LYZZA by Maureen Muse

“When was the last time you wished for the world to change in some way?” asks DIY pop artist LYZZA. Her new EP, SUBSTATE, is a strong call to challenge the difficult situations she’s faced. “This EP is about times I felt frustrated by social rules and laws that support inequality,” she explains. The EP highlights issues like racial profiling, music industry politics, and neglect of emotional labour, all told with urgency and honesty.

Combining the raw energy of her earlier records with the pop experimentation of recent works, LYZZA blends various musical styles like baile funk and UK drill into a unique sound. As always, she’s involved in every part of the process, particularly showcasing her production skills. “This is my vanity project,” she says. “This is me doing me, to the fullest.”

LYZZA works with engineer James Ginzberg to balance her intense sound with compositional nuance.
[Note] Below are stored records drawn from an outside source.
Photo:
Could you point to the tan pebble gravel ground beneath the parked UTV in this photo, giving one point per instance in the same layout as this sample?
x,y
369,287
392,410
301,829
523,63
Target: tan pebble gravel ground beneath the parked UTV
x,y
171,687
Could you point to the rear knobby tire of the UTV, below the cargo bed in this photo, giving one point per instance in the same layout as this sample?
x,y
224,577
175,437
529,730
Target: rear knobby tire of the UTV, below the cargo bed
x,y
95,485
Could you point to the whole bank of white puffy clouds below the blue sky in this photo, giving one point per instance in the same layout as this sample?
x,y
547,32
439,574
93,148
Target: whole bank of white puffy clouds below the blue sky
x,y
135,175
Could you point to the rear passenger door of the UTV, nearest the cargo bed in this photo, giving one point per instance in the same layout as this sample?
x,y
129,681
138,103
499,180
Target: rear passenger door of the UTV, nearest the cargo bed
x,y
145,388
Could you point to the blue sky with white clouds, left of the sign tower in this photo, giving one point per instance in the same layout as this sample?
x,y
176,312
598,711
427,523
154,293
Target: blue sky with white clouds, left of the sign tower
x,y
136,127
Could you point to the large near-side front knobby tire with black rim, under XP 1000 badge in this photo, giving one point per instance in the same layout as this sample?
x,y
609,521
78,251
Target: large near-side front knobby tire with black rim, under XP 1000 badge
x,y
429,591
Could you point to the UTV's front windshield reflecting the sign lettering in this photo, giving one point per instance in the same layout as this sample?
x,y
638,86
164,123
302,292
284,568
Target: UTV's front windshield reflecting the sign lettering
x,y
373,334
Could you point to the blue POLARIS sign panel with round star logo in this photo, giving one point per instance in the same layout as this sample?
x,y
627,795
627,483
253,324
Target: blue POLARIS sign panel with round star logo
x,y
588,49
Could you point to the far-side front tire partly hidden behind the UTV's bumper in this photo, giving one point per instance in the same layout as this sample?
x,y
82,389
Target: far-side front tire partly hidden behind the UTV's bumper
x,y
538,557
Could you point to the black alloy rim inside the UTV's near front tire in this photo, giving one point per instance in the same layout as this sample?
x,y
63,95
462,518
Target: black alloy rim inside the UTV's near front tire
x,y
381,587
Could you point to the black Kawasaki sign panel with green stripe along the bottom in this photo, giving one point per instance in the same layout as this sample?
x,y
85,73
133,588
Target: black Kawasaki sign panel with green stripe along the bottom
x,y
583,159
She admits, “I’m quite a maximalist. Sometimes it scares people. James helped find gaps to surprise with new thoughts and sounds.” Her voice is louder and clearer than ever, as shown in the EP opener, ‘Blackball,’ where she declares, “This ain’t no experiment / This is a lane / I’m gonna say what I wanna say.” It’s clear LYZZA has something important to share.

“I used to write about love a lot,” she reflects. “This is the first time I’m writing about everything but that.” Inspired by the concept of ‘umwelt,’ she builds four sound worlds of resistance based on her experiences with broken systems. On ‘Blackball,’ she tackles the challenges of being a Black artist. “People want a part of you, but not all of you,” she says, criticizing style-biters and nepotism.

On ‘Too Slow,’ LYZZA blends pitch-shifted vocals, rap, and drill bass in a furious message about rejecting scene politics. ‘90210’ turns experiences at Los Angeles border control into a fever dream with club music, post-punk distortion, and fierce vocals. ‘Swallow’ rages against gender discrimination and expectations to conform, promoting vulnerability and emotional presence.

“Vulnerability is such a beautiful thing. The music industry forces people to ignore that,” she says. SUBSTATE encourages listeners to stand up and speak out. “I want to be on record, literally.”

Chasing connection, LYZZA has been building her world through music. From uploading music online at 16 to playing clubs internationally, she aims to create safe and inclusive spaces. Her collaborations with artists like Mykki Blanco and SOPHIE, and performances at major festivals, highlight her dedication to music that breaks boundaries and supports her community.